WorldMove provides mobility datasets for over 1600 cities spanning 179 countries across 6 continents

WorldMove is an open access worldwide human mobility dataset, we follow a generative AI-based approach to create a large-scale mobility dataset for cities worldwide. Our method leverages publicly available multi-source data, including population distribution, points of interest (POIs), and synthetic commuting origin-destination flow datasets, to generate realistic city-scale mobility trajectories.

Mobility Patterns

We analyze the generated mobility patterns on 6 cities across 3 countries to evaluate whether the generated data can not only resemble real-world data but also adhere to fundamental mobility laws, including power-law of jump length, radius of gyration and wait time, Zipf's law which characterizes the frequency distribution of visited locations, and flow data which shows the collective movement patterns of human mobility.

Collective Movement

While WorldMove generates individual-level mobility trajectories, it is important to ensure that these fine-grained movements can accurately reproduce aggregated urban mobility patterns.
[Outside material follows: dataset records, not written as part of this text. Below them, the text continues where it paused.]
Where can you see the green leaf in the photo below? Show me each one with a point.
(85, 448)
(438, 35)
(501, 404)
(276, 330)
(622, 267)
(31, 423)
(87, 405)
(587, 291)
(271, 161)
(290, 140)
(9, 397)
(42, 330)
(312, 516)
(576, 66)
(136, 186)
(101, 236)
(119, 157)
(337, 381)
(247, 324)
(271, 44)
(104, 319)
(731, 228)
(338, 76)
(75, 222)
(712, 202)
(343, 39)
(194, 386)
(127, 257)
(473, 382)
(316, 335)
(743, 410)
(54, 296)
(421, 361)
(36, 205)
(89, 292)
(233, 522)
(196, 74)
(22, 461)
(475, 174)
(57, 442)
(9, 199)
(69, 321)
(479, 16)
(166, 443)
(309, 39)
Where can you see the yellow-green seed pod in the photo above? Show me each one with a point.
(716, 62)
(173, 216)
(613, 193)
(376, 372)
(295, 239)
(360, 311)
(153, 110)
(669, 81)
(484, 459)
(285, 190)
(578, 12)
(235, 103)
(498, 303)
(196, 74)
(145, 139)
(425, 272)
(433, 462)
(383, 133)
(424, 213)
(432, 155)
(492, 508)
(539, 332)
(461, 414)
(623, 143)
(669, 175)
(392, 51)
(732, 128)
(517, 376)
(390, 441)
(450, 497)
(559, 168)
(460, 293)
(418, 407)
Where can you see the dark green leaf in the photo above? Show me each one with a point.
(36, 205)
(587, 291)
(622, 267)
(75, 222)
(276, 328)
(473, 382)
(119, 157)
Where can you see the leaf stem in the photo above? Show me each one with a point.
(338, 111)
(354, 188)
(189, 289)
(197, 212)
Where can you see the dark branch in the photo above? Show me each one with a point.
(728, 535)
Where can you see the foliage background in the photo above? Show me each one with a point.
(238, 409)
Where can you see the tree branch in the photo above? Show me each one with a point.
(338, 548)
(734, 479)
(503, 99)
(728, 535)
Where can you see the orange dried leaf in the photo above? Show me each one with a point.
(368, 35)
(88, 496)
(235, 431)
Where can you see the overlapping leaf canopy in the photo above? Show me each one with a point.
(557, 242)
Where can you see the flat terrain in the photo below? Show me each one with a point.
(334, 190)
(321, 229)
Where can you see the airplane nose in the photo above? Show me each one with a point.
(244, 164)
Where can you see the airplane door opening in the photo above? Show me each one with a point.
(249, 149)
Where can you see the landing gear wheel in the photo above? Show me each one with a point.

One key proxy for such patterns is the commuting origin destination (OD) flow, which reflects where people travel from and to during typical commuting hours. To intuitively demonstrate that the generated trajectories accurately reflect commuting OD flows, we visualize the distribution of these flows during morning and evening commuting times in Figures. We include cities from various continents, including China, Africa, and the Americas, to provide a diverse range of examples.
As we can observe, the generated OD flows closely resemble the real-world patterns, indicating that the generated mobility data can capture aggregated mobility trends effectively. In addition, the generated data reflects regional heterogeneity in commuting structures. For example, in large metropolitan areas such as Shanghai and several U.S. cities, we observe clear directional flows from peripheral residential zones to central business districts in the morning, and the reverse in the evening—patterns typical of centralized urban employment. On weekends, this structured pattern becomes less prominent, consistent with reduced work-related travel. In contrast, in medium-sized cities such as Nanchang, China, where residential and workplace zones are less spatially segregated, the OD flows are more evenly distributed. The generated data accurately captures these distinctions, further validating its ability to reproduce nuanced urban commuting behaviors.

Privacy Protection

As a synthetic global dataset, we evaluate whether the generated data protects individual privacy and avoids potential information leakage. To this end, we conduct a membership inference attack, which is a common method used to assess the risk of privacy breaches. The attack attempts to infer whether a particular data sample was part of the training set, which could indicate potential memorization or leakage of sensitive information. In our evaluation, we train a binary classifier to distinguish between real (training) and synthetic samples based on their latent representations. To ensure the robustness of the results, we adopt three commonly used binary classifiers: logistic regression (LR), support vector machines (SVM), and random forests (RF).